The government looks set to extend the nationally significant infrastructure planning regime to more projects.

The Overarching National Policy Statement for Energy, as designated in July 2011, makes barely a mention of shale gas. Yet since its designation, there has been a growing awareness of the possibility of shale gas extraction making a significant contribution to the UK's energy needs.

The government is now considering whether onshore gas extraction projects, including shale, could be treated as "nationally significant infrastructure projects". This would mean that developers could seek to secure the authorisations needed by going through the Planning Act 2008 process.

The Planning Act was introduced with the aim of making the authorisation process for major infrastructure projects more certain and predictable, in the hope that more projects would be delivered.

A number of environmental issues arise. Seismic activity, the potential to contaminate water supplies, use of large quantities of water and the release of greenhouse gases are just some of the issues frequently raised to sit alongside the more usual planning objections of visual effects, traffic issues and so on.

However, the government plainly wants to give the potential benefits of shale gas extraction a chance. Among other measures, a traffic light regime is proposed that will require real-time seismic monitoring with a requirement for operations to stop if readings are unusual and for a "fracking plan" to be approved in relation to any proposals.

It can be expected that many shale gas extraction proposals will meet with fierce opposition, and that some can expect a far from easy ride through the planning system. However, the planning system must be able to arbitrate between genuine local concerns and the national need in a considered, fair and timely way. With this in mind, the Department for Communities and Local Government (DCLG) has just finished consulting on the possibility of a range of projects, that could include shale gas projects, being authorised either via the conventional planning system, via local planning authorities or, alternatively, under the procedure for the authorisation of nationally significant infrastructure projects by way of development consent orders granted by the secretary of state.
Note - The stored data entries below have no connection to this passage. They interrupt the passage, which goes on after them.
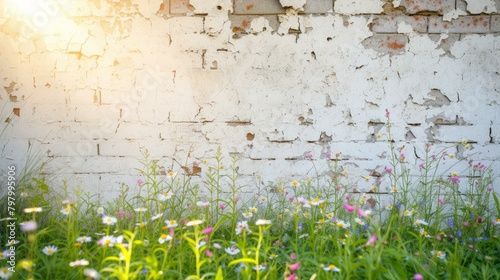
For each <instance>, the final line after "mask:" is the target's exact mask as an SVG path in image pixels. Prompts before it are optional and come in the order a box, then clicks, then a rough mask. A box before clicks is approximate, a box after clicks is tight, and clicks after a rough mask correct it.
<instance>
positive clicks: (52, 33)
mask: <svg viewBox="0 0 500 280" xmlns="http://www.w3.org/2000/svg"><path fill="white" fill-rule="evenodd" d="M65 2H67V1H36V0H15V1H14V0H5V1H3V2H0V9H1V11H2V13H3V16H4V18H6V19H7V20H13V21H14V22H16V23H17V26H18V28H19V29H18V32H17V34H15V35H18V39H19V41H21V42H23V41H26V40H32V39H33V38H38V37H40V36H45V37H47V36H50V35H58V36H72V35H73V34H75V33H76V32H77V26H76V24H75V23H74V22H73V20H71V14H70V13H71V11H70V10H69V9H68V8H66V5H65V4H69V3H65Z"/></svg>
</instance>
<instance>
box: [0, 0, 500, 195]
mask: <svg viewBox="0 0 500 280" xmlns="http://www.w3.org/2000/svg"><path fill="white" fill-rule="evenodd" d="M65 1H67V0H65ZM65 1H63V0H54V1H52V2H50V3H52V4H54V5H55V6H51V7H45V9H43V7H40V9H39V12H40V13H41V15H42V16H43V15H45V16H48V15H50V17H48V18H47V22H38V21H34V20H33V15H30V14H23V12H22V11H21V10H20V9H17V11H14V10H13V9H12V6H10V7H9V6H6V5H13V4H12V3H10V4H7V3H2V4H1V5H3V6H4V7H2V8H3V9H4V8H5V9H4V11H7V12H5V13H3V14H0V85H1V87H0V102H1V104H2V106H3V104H6V105H5V107H4V108H5V109H4V110H3V111H1V116H0V117H1V119H0V123H1V124H2V126H0V129H1V128H2V127H3V126H4V125H7V126H8V129H7V130H6V132H5V134H4V135H2V138H3V139H2V142H0V144H1V145H0V156H1V157H2V159H3V158H5V159H6V160H5V161H4V160H2V165H1V166H0V167H1V168H4V166H6V164H10V163H15V162H19V161H22V160H23V158H25V154H26V151H27V150H28V146H29V144H28V143H41V144H39V145H34V146H33V147H36V149H37V150H39V151H40V152H41V153H42V154H44V155H47V156H49V157H50V159H53V161H52V164H53V165H55V166H56V169H57V167H58V166H60V167H61V170H63V171H62V173H63V175H64V176H66V177H68V178H70V179H75V178H76V179H78V180H77V181H78V182H80V183H81V184H82V185H83V187H84V188H85V189H88V190H91V191H93V192H108V191H109V193H116V192H117V190H118V188H119V182H126V183H127V184H129V185H131V186H135V181H136V179H137V171H135V170H134V167H137V166H138V161H139V160H140V159H141V158H142V153H143V151H144V150H145V149H148V150H149V152H150V154H151V157H152V158H155V159H159V160H160V161H161V162H162V164H164V165H165V166H172V163H173V162H181V163H184V162H186V161H187V162H188V163H190V162H192V161H201V160H208V161H209V162H210V161H211V160H213V159H214V156H215V151H216V150H217V148H218V147H219V146H220V147H222V149H223V151H224V153H225V155H226V160H229V156H228V153H236V154H237V155H238V156H239V157H240V159H241V163H240V167H241V168H240V171H239V172H240V173H241V174H242V175H243V176H245V179H246V180H249V181H252V180H253V179H252V176H253V175H254V174H259V175H262V176H263V177H262V178H263V179H262V180H264V181H265V182H267V181H272V180H275V179H277V178H284V179H285V180H288V179H289V178H300V176H305V177H311V176H313V175H314V174H313V172H312V164H311V162H310V160H308V159H307V158H306V156H307V154H309V153H311V154H312V155H313V157H314V164H315V165H316V166H317V168H319V169H320V170H322V171H321V172H325V171H326V170H328V164H332V162H331V161H330V162H328V161H327V160H326V158H325V157H326V154H327V153H332V154H335V153H337V152H340V153H342V156H341V159H342V161H341V162H340V164H341V165H343V166H344V167H345V168H346V169H348V170H349V172H351V174H352V176H353V177H355V178H360V176H363V177H364V176H366V175H367V174H368V173H369V172H370V171H371V170H379V171H382V170H383V168H384V166H387V165H388V164H389V163H388V158H387V156H388V153H387V149H388V145H387V142H385V141H383V139H385V136H384V137H383V138H382V140H376V139H375V134H377V133H379V132H380V133H382V134H385V129H384V128H383V127H382V126H381V124H380V122H384V121H385V117H384V113H385V109H386V108H387V109H389V110H390V111H391V118H392V121H393V122H394V126H393V128H392V132H393V136H394V138H395V140H396V141H397V143H396V145H397V146H402V145H405V146H406V149H408V151H407V154H408V155H409V156H408V159H409V160H411V161H412V162H415V160H416V158H415V157H413V156H410V155H413V148H415V149H416V150H417V151H422V149H423V146H424V145H425V143H427V142H429V141H431V142H446V143H447V144H450V143H456V142H460V141H461V140H462V139H468V140H470V141H474V142H477V144H473V150H472V151H470V152H471V153H474V157H475V159H477V160H479V161H481V160H487V161H489V162H493V161H495V160H498V159H499V158H500V146H499V145H500V130H499V129H498V127H499V119H498V112H499V110H500V108H499V104H500V97H499V96H500V95H499V94H498V88H499V87H500V84H499V82H498V81H500V76H499V74H498V73H499V65H500V61H499V58H500V37H499V36H498V28H497V26H498V21H496V19H498V13H497V11H496V8H495V7H499V6H500V3H499V1H477V2H474V1H465V2H464V1H461V0H460V1H453V0H447V1H442V3H441V4H439V3H437V2H435V1H427V0H418V1H417V0H415V1H412V2H411V3H410V2H409V1H394V2H393V4H392V5H389V4H386V3H385V1H378V0H370V1H365V0H363V1H354V0H346V1H340V0H337V1H327V0H322V1H321V2H317V3H316V2H314V3H313V2H312V1H311V0H309V1H307V3H306V4H305V6H304V9H305V10H303V11H302V10H301V9H300V7H299V8H297V7H296V8H297V9H296V10H298V11H294V10H290V9H288V10H286V9H284V8H283V7H282V5H281V4H280V2H279V0H273V1H272V2H269V0H265V1H264V0H259V1H257V0H255V1H252V3H251V4H248V2H246V1H239V0H238V1H228V0H204V1H198V0H196V1H194V0H191V1H190V4H191V6H189V5H186V4H187V2H186V1H184V2H182V3H181V2H179V1H175V0H171V1H166V3H167V4H166V5H165V4H163V10H161V11H160V4H162V2H163V1H160V0H132V1H128V2H127V1H120V2H117V1H111V0H100V1H93V2H92V3H86V2H85V1H77V2H78V3H74V4H72V5H67V3H66V4H65V3H63V2H65ZM84 2H85V3H84ZM292 2H293V3H299V4H300V3H302V2H301V1H292ZM407 2H408V3H407ZM472 2H474V3H472ZM283 3H284V2H283ZM299 4H297V5H299ZM313 4H314V5H313ZM287 5H288V4H287ZM300 5H301V4H300ZM455 6H456V7H457V8H460V9H462V10H463V11H468V12H469V14H467V15H462V13H455V14H456V15H457V16H458V15H460V16H458V18H456V19H453V20H451V21H450V20H446V19H444V18H443V14H446V13H449V12H453V11H452V10H453V9H452V8H454V7H455ZM424 8H425V9H426V10H428V11H434V12H435V13H434V14H432V15H427V14H425V13H424V14H422V13H421V12H422V11H423V10H422V9H424ZM419 9H420V10H419ZM450 9H451V10H450ZM382 12H383V14H382ZM24 13H26V12H24ZM403 21H404V22H405V28H403V29H402V28H401V22H403ZM490 25H491V26H490ZM398 27H399V28H398ZM409 27H411V29H413V32H410V30H411V29H410V28H409ZM252 28H254V29H253V30H252ZM398 31H399V32H400V33H398ZM438 93H439V94H438ZM436 94H437V95H436ZM14 108H18V109H19V112H20V116H16V115H13V114H12V112H13V110H14ZM7 117H9V118H10V121H11V122H10V123H6V122H5V120H6V118H7ZM439 119H441V120H439ZM443 122H447V123H446V124H445V125H443ZM249 137H250V138H249ZM35 139H36V141H35ZM30 141H31V142H30ZM49 151H50V152H49ZM188 154H189V156H190V158H189V159H188V158H187V156H188ZM226 165H227V164H226ZM173 166H174V168H176V169H179V168H180V167H179V164H174V165H173ZM62 167H64V168H62ZM494 168H496V169H495V170H496V173H497V174H498V173H499V172H500V169H498V164H496V165H494ZM176 171H179V170H176ZM74 174H77V176H76V177H75V175H74ZM356 176H357V177H356ZM76 179H75V180H76ZM75 182H76V181H75ZM75 184H76V183H75Z"/></svg>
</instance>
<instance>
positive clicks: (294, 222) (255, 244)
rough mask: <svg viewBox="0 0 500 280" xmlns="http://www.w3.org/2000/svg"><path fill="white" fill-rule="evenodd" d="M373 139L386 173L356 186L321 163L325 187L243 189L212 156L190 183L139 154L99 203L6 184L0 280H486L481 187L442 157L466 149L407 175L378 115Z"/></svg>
mask: <svg viewBox="0 0 500 280" xmlns="http://www.w3.org/2000/svg"><path fill="white" fill-rule="evenodd" d="M385 128H386V130H385V131H384V132H383V133H380V134H378V135H376V138H378V139H377V141H384V142H386V143H387V146H388V148H387V149H388V150H387V151H388V153H387V155H388V156H387V157H386V160H387V162H386V165H385V167H381V168H380V170H377V171H376V172H375V171H374V172H373V174H366V178H353V177H352V176H351V175H350V174H349V172H347V171H346V169H344V168H343V162H342V161H341V160H340V154H332V155H330V154H329V155H324V160H326V161H328V166H329V167H330V170H328V172H322V173H321V174H328V175H318V176H315V177H312V178H294V179H286V178H285V179H282V180H278V181H276V182H272V183H266V184H265V183H259V184H257V185H252V186H249V185H247V184H243V183H241V180H240V178H239V175H238V159H237V158H235V157H231V156H225V155H224V154H222V152H221V151H220V150H219V152H218V153H217V158H216V160H215V161H214V162H205V161H200V162H199V163H198V164H199V166H200V168H201V170H202V171H201V172H200V173H199V174H196V175H195V176H194V175H193V174H186V173H185V172H183V170H182V169H180V168H179V170H164V169H163V168H162V167H161V166H160V165H159V164H158V161H156V160H154V159H151V158H150V157H149V155H148V153H147V152H145V155H144V158H143V159H142V161H141V166H142V168H140V170H139V173H140V175H139V176H138V178H137V186H127V185H123V186H122V187H121V192H120V195H119V196H117V197H116V198H115V199H113V200H111V201H100V200H99V199H97V198H96V196H94V195H91V194H90V193H89V192H86V191H85V190H84V189H85V187H81V188H79V189H78V190H76V191H69V188H66V187H65V186H66V184H67V182H63V186H62V187H59V186H58V187H55V186H52V185H51V183H49V182H48V181H47V180H45V179H44V177H43V176H42V175H36V174H34V175H33V176H32V177H30V178H29V180H22V181H21V180H18V181H17V182H18V184H17V185H16V187H15V190H16V191H15V202H16V212H15V213H10V214H9V213H8V212H7V207H3V208H5V209H2V211H3V212H2V213H1V217H0V218H2V221H1V223H2V227H1V229H0V234H1V235H0V241H1V243H2V246H3V248H2V250H1V251H0V278H1V279H54V280H55V279H121V280H124V279H217V280H220V279H257V280H259V279H287V280H293V279H500V240H499V238H498V234H499V232H500V213H499V212H500V203H499V200H498V194H496V193H495V190H494V184H495V180H494V179H495V174H492V172H491V170H490V169H489V167H488V166H485V165H483V164H482V163H480V162H475V161H474V160H473V159H470V158H467V157H465V156H458V155H455V153H457V152H456V151H467V150H470V149H471V144H469V143H467V141H466V140H464V141H463V142H462V143H455V144H450V145H446V144H443V143H441V144H437V143H436V144H427V145H426V146H425V147H424V149H425V154H426V156H425V158H421V159H418V160H417V161H418V162H413V161H412V162H409V161H408V160H407V157H406V156H405V154H404V151H403V149H402V148H401V147H399V146H397V143H395V142H394V141H392V136H391V121H390V114H389V112H387V113H386V125H385ZM472 145H473V144H472ZM462 154H466V153H462ZM309 160H310V163H311V166H312V167H314V165H315V161H316V159H315V158H314V155H311V156H310V157H309ZM443 163H446V165H444V164H443ZM318 174H319V173H318ZM367 185H369V187H367V188H364V189H363V186H367ZM56 189H57V191H56ZM131 189H137V190H138V191H137V192H132V191H131ZM497 189H498V188H497ZM249 190H250V191H249ZM2 201H5V202H7V201H8V200H7V198H2ZM4 204H5V205H6V204H7V203H4V202H2V205H4ZM13 224H15V228H9V225H13ZM13 235H15V238H12V236H13ZM13 259H14V260H15V262H12V260H13ZM12 264H15V265H13V266H12Z"/></svg>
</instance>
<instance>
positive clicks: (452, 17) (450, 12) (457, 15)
mask: <svg viewBox="0 0 500 280" xmlns="http://www.w3.org/2000/svg"><path fill="white" fill-rule="evenodd" d="M465 15H467V12H465V11H462V10H461V9H455V10H453V11H449V12H447V13H445V14H444V15H443V21H451V20H452V19H457V18H458V17H459V16H465Z"/></svg>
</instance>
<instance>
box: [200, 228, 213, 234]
mask: <svg viewBox="0 0 500 280" xmlns="http://www.w3.org/2000/svg"><path fill="white" fill-rule="evenodd" d="M213 230H214V228H213V227H207V228H206V229H204V230H203V231H202V233H203V234H209V233H211V232H212V231H213Z"/></svg>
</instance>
DCLG's November 2012 consultation paper Nationally Significant Infrastructure Projects: Extending the Regime to Business and Commercial Projects invited views on the possibility of allowing for projects of various different categories (in England only) being authorised by way of the Planning Act 2008 procedure. The procedure would be available at the developer's election, provided that the secretary of state was satisfied that the project was one of national significance.

In making that decision, the criteria likely to be applied by the secretary of state are:

  • the physical scale of the proposed development;
  • the possible impacts of the proposed development, particularly if it has significant effects beyond the immediate locality;
  • the location of the proposed development and whether that gives rise to substantial cross-boundary or national controversy;
  • the potential economic impact where a proposed development may have significant impact on economic growth;
  • for proposed minerals extraction, the rarity and importance of the mineral;
  • whether issues of national security or which involve foreign governments are involved.

Various different types of business and commercial development are proposed to be subject to these new arrangements, including onshore gas extraction proposals involving more than 500,000m3 of gas per day.

Shale gas extraction projects, which typically involve a number of drill shafts feeding back into a single well head, are capable of exceeding these limits, thereby allowing a developer to elect for the project to be treated as a nationally significant infrastructure project and authorised accordingly.

For some developers this will be an attractive proposition. The process of obtaining a development consent order under the Planning Act 2008 is an exacting one, requiring the preparation of a detailed set of application documents. And the process is very much front loaded, so that making amendments post application is not easy. There is also a statutory need to carry out and record a consultation process to a high standard if the proposal is to be even considered by the secretary of state.

However, the advantage for the developer that chooses this route is that a development consent order can bring together the various powers needed, including planning permission, compulsory purchase powers and powers to deal with highways. Further, although the local authority remains an important part of the process and a very important consultee, the decision is made not by the local authority but by the secretary of state. In circumstances where the local planning authority is unlikely to be supportive and likely to be faced with numerous and vociferous objections, the use of the Planning Act 2008 route has obvious attractions.

New legislation is required to make this happen and is at present in draft form in clause 24 of the Government and Infrastructure Bill, which is expected to become law later this year. If it does, then shale gas developers will need to quickly get to grips with the opportunities that the Planning Act process provides.

This article first appeared in Utility Week's print edition on 22nd February 2013.